How so? There are sci-fi OSR games, post-apoc OSR games, OSR games where you play as deities, stone age OSR games, modern day horror OSR games, low fantasy OSR games, high fantasy OSR games, OSR games set during the Renaissance, OSR games based at least in part on Asian mythology, and probably others, and that's not including various odd settings people have invented like that one person who made a vaguely post-apoc game set on Mars. Sure, most games people play are traditional low fantasy games. I typically run low fantasy OSR too. But the only successful definition of OSR is mechanical compatibility.
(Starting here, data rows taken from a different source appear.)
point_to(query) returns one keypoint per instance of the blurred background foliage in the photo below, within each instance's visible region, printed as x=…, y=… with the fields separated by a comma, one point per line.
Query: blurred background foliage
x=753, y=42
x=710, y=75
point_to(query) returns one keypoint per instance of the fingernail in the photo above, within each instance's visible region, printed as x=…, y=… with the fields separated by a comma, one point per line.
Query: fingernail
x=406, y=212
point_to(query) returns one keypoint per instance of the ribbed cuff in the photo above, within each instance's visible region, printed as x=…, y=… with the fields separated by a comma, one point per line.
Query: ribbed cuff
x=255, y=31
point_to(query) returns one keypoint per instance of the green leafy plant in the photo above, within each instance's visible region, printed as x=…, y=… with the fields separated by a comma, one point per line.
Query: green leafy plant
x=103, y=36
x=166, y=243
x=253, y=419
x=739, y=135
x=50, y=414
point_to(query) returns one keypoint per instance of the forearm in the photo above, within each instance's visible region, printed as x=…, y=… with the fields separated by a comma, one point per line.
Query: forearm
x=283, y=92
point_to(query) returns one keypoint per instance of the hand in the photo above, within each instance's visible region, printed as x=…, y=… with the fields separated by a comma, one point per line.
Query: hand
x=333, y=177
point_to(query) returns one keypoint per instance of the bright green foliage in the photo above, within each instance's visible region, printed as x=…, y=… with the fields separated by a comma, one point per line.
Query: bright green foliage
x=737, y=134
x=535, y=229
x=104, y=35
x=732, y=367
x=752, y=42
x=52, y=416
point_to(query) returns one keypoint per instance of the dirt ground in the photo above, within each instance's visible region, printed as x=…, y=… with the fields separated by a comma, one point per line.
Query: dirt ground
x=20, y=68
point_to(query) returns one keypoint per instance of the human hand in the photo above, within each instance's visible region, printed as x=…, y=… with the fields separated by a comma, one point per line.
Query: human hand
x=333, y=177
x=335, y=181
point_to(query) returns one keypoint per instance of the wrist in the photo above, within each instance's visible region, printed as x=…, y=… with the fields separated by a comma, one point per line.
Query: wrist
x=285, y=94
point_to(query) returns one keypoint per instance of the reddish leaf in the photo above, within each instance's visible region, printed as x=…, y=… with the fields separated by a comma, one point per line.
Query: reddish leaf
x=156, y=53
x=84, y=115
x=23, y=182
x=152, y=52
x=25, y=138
Assuming mechanical compatibility, what's the problem that makes OSR "not about" capturing monsters but allows it to be "about" starships and stone age adventuring?

'Pokemon' osr would deviate from the core gameplay loop.

Sorry, Revolutionary era, not Renaissance. I think.

In what way?

Sure, if you wanted it to. But I'm not planning any particular "storyline" for the game, just making the rules. You could play normal OSR and have it be set in a Colosseum if you wanted.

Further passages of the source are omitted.